In 1951, black students in Farmville, Virginia—led by 16-year-old Barbara Johns—staged a strike to protest conditions at Robert Russa Moton High School. The subsequent lawsuit later became one of five cases folded into Brown v. Board of Education, the landmark desegregation decision by the U.S. Supreme Court that made “separate but equal” unlawful. Moton was the only one of the five cases that began with a student-led challenge.
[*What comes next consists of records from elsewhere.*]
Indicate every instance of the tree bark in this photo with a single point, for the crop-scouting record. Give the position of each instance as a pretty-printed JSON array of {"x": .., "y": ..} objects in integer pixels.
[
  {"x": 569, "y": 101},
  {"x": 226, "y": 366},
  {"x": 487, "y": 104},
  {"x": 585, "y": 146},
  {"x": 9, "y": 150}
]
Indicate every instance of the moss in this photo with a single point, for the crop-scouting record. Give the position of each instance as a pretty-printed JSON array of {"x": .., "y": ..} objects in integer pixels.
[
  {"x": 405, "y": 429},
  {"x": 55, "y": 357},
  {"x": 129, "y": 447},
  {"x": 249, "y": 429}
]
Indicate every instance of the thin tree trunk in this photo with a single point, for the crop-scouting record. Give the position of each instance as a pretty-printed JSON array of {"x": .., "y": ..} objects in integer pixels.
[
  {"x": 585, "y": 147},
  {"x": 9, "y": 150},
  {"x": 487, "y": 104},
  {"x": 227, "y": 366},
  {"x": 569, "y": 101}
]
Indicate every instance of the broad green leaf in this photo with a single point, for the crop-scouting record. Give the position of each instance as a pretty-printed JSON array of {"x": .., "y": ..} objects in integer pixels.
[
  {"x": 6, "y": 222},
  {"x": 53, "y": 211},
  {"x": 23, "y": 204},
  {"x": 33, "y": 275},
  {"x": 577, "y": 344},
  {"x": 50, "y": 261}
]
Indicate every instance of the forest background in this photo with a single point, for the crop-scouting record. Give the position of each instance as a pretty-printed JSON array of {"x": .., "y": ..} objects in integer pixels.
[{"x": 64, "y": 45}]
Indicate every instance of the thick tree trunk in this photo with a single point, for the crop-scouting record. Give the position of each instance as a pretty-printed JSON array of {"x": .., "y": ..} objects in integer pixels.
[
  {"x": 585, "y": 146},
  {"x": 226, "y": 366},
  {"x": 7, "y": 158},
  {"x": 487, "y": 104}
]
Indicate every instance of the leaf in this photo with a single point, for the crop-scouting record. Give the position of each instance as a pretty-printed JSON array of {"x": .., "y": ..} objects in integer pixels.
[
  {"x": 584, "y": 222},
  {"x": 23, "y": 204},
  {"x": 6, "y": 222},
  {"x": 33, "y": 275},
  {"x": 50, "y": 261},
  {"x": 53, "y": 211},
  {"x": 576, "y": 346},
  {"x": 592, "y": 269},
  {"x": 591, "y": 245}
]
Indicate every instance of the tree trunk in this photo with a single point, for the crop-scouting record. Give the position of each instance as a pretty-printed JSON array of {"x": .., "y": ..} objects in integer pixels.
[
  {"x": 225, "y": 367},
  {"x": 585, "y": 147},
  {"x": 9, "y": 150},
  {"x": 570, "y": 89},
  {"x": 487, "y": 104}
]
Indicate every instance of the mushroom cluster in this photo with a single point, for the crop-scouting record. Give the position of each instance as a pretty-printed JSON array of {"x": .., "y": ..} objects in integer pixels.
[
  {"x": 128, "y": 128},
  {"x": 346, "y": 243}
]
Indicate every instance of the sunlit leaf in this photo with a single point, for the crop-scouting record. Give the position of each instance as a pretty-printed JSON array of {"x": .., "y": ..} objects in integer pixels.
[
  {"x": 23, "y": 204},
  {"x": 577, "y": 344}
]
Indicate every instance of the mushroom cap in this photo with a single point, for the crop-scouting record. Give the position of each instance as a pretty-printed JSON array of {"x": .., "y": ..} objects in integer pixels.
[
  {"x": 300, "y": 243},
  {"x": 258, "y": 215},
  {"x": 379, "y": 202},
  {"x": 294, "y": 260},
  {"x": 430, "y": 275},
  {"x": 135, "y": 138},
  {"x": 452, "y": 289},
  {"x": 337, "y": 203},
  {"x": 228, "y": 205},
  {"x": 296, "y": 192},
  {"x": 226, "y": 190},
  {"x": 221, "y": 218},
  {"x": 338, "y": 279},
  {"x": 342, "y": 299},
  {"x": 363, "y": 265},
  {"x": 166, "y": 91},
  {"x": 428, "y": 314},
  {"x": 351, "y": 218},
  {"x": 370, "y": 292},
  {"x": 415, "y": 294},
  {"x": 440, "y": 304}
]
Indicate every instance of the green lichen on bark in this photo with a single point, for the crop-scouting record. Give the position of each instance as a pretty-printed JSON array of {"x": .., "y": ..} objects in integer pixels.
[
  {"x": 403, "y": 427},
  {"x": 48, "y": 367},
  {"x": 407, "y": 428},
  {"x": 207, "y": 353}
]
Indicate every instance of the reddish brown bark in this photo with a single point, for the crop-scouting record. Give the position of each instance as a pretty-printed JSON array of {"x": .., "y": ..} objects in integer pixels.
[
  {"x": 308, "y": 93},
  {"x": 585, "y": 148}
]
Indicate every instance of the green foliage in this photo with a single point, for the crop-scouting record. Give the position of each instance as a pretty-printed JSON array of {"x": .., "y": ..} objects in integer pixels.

But the Moton students’ struggles didn’t end with the May 17, 1954, Supreme Court ruling, now marking its 60th anniversary. Rather than comply with the court, Virginia lawmakers launched a campaign known as “Massive Resistance,” and in the fall of 1958, they closed schools in three major districts for a semester to avoid having to integrate them. Prince Edward County—home to Farmville—shuttered all of its public schools in 1959, and they remained closed for five years. During that time, white students attended private academies paid for by their own families and sympathetic segregationists. But black students were left largely to fend for themselves, cobbling together educations in church basements and home-school settings.
In 1963, a coalition of educators and community leaders created the Prince Edward Free School Association, and used private funds and the support of President Kennedy’s administration to open four campuses serving about 1,500 black students. The 1964 Supreme Court ruling in Griffin vs. School Board of Prince Edward County forced the district’s schools to finally reopen.